By now you’ve likely heard that technology – especially the kind found in a smartphone – has been likened to ‘digital heroin,’ as addictive to the brain as real drugs. But did you know summer camp is a wonderful path to digital detox?
There is a growing body of research to suggest this notion of addiction to digital technology is more than simple armchair psychology or simply the hysterical rants of stressed-out parents unable to get their kids to disengage from digital technology.
In his book, “Glow Kids,” Dr. Nicholas Kardaras says that brain images have proven that digital screens can generate just as much pleasure (in the form of dopamine releases) as sex. Other research is connecting screen time to a host of ailments, including depression, anxiety, ADHD, addiction, and more. It can get so bad, says Kardaras, that a child’s brain eventually can show the same damage as if it was addicted to cocaine.
So what’s a parent to do, particularly in an age when schools are actually introducing more screen time in the form of laptops, tablets, and other digital learning devices? One answer: send your kids away to camp, where the digital tech is strictly verboten.
In an All Things Considered podcast that aired earlier this year, reporter Anya Kamenetz visited a number of summer camps which, as she noted, enjoy the unique distinction of being one of the nation’s only ‘tech-free zones.’
According to the American Camp Association, fewer than one-fifth of the nation’s more than 8,400 overnight camps permit and kind of Internet connectivity at all, and less than 10% allow mobile phones. Some camps will even evict campers who violate the no-phone policy.
What that all adds up to is a kind of detox for kids otherwise accustomed to spending multiple hours a day texting friends, checking social media channels, and otherwise constantly being plugged in.
Digital Detox for Mom and Dad Too?
Not surprisingly, many if not most of the kids struggle going cold turkey. But counselors report that, within a few days, not only do their young campers stop missing the tech, they actually start to enjoy themselves in the same ways earlier generations of campers did: by going for hikes in the woods, canoeing, horseback riding, playing games, and simply talking with each other, face to face.
What is surprising when it comes to the tech-free policies, however, is that parents often turn out to be a bigger problem than their kids. “We started to hear from camp directors … that parents were the most problematic areas of a camp experience,” Barry Garst of Clemson University told Kamenetz.
Garst, who researches youth development, said counselors have told him modern ‘helicopter parents’ will demand constant updates about their kids. How often? One counselor said “up to 100 messages a day.”

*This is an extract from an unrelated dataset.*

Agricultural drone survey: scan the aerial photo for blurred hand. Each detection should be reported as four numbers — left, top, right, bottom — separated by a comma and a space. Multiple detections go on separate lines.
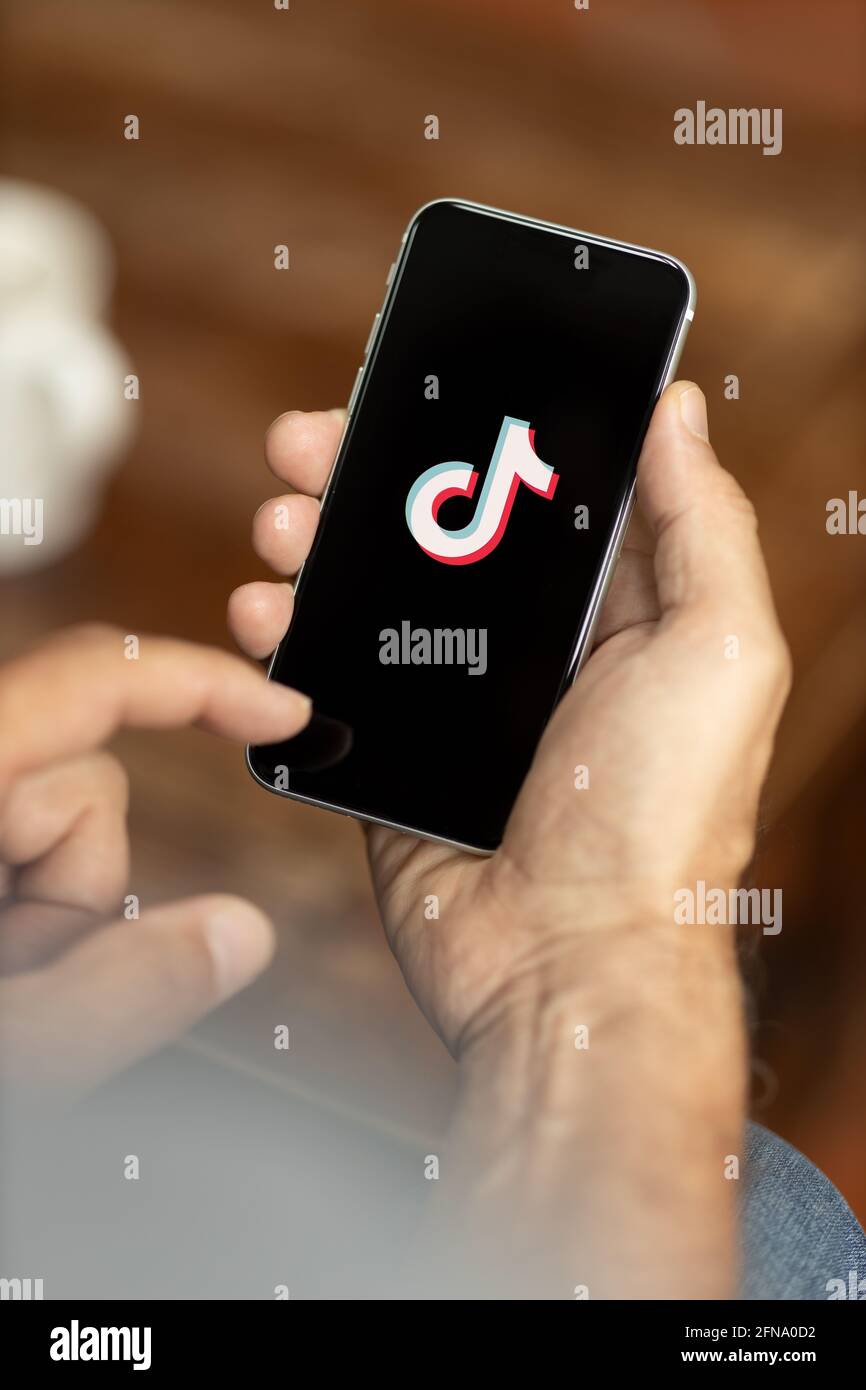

“The number one concern is the separation that parents feel, and the difficulty in accepting a different type of communication with their child when their child is at camp,” said Garst.
To combat the problem, camps are putting in place training policies that help not just campers – but parents – understand that camp is a tech-free zone and that this policy is good for all involved – most notably, kids, who need to disconnect to rediscover the natural world around them.